Each of the authors employs a variety of evidential standards to cement their claims. Yeroulanou uses an array of images to showcase the architectural styles of Greeks, showing the variation in temples, graves, and altars. She also expertly connects the public areas in Greek cities to the city planning, showing how the plan of a city and the architectural design complemented one another functionally. The agora, a public space for oratory activities, was in the center of Greek administrative buildings, showing how their functions mutually enforced each other in relation to the plan of the architecture. Palagia utilizes a more comprehensive and methodical account of each architectural, sculptural aspect, and she methodically analyzes each individually. The opinions of each author are founded by a large body of archeological, literary, and scientific evidence, which forms a cogent case for each of their postulations around architecture’s function, significance, and meaning.

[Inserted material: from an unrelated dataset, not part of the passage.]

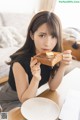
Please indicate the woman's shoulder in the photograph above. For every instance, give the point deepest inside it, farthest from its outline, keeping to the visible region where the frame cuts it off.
(23, 60)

I thought that it was fascinating to learn about the degree of which Greek architecture was used to inculcate values into wider Greek society. Almost no facet of architecture or sculpture was devoid of meaning; they all comported some sort of religious or virtuous ideal. From the victorious acroteria to the construction and planning of cities, Greek architecture was a symbolic, managerial tool on how to foment certain social situations and instill certain values into their citizens. Because of my affinity for politics, it is obvious that the creation of the agora was my favorite part. Surrounding the agora with porticoes allowed for political actors to be able to take shelter from the elements, and it created a civic, administrative center of the polis. In all, architecture and its elements were used to communicate a variety of religious values, stories, and meaning to the populace, and understanding the significance of architecture in ancient Greece is imperative to understanding the totality of the representation of Greek values in its history.